2013-08-23 — nytimes.com
The exercise was meant to banish what Germany and other Northern European nations viewed as dirty Russian money from Cyprus's bloated banks. Instead, it has pulled Russia even deeper into Europe's financial system by giving its plutocrats majority ownership, at least on paper, of the Bank of Cyprus, the country's oldest, biggest and most important financial institution.
"Whoever controls the Bank of Cyprus controls the island," said Andreas Marangos, a Limassol lawyer whose clients include many Russians.
The biggest single chunk of shares -- around 18 percent -- is supposed to go to depositors who lost money in Cyprus's now-defunct Laiki Bank, but this stake is likely to be controlled by Cyprus's central bank.
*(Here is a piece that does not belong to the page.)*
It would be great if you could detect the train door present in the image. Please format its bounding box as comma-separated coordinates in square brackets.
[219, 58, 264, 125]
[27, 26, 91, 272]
As a result of a forced conversion of Bank of Cyprus deposits into shares, however, a diverse and so far unorganized group of depositors, most of them Russians, will end up with a controlling stake.
President Anastasiades, in a June letter to the European Central Bank that pleaded for help to keep the Bank of Cyprus afloat, described it as a "mega-systemic bank" that, if it failed, could bring down the entire Cypriot economy. With 5,700 employees and around half of all the island's deposits, it dwarfs its rivals and reaches into every corner of the country through a vast network of branches, which now also includes the former offices of Laiki Bank.